Home truths on abroad

Making tracks, Thengboche Monastery, Nepal
Making tracks, Thengboche Monastery, Nepal

What is to become of travel writing now that the world is smaller? Who are the successors to Chatwin, Lewis and Thesiger? William Dalrymple, writing in The Guardian, has not the slightest doubt that the genre has a great deal of life in it yet. For wonderfully varied ingredients can be added to a travel book, he says: like politics, archaeology, history, philosophy, art or magic. And it’s possible to cross-fertilise the genre with other literary forms – biography, or anthropological writing – or, perhaps more interesting still, to follow in Chatwin’s footsteps and muddy the boundaries of fiction and non-fiction by crossing the travel book with some of the wilder forms of the novel.

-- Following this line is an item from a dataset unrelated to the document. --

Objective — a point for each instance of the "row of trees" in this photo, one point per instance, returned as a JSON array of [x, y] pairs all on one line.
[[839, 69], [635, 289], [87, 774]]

If 19th-century travel writing was principally about place – about filling in the blanks of the map and describing remote places that few had seen – the best 21st-century travel writing is almost always about people: exploring the extraordinary diversity that still exists in the world beneath the veneer of globalisation. As Jonathan Raban once remarked: “Old travellers grumpily complain that travel is now dead and that the world is a suburb. They are quite wrong. Lulled by familiar resemblances between all the unimportant things, they meet the brute differences in everything of importance.”

Today, however, many of the most interesting travel books are by individuals who have made extended stays in places, getting to know them intimately: such as Iain Sinclair’s circling of the capital in London Orbital or Sam Miller’s Delhi: Adventures in a Megacity. There is also Ghosh in his Egyptian village, published as In an Antique Land, or Christopher de Bellaigue’s magnificent recent study, Rebel Land, which examines the way that the ghosts of the Armenian genocide and Kurdish nationalism haunt a single remote town in eastern Turkey. As Mishra puts it, in a more globalised, postcolonial world the traveller “needs to train his eye in the way an ethnographer does . . . to remain relevant and stimulating, travel writing has to take on board some of the sophisticated knowledge available about these complex societies, about their religions, history, economy, and politics.”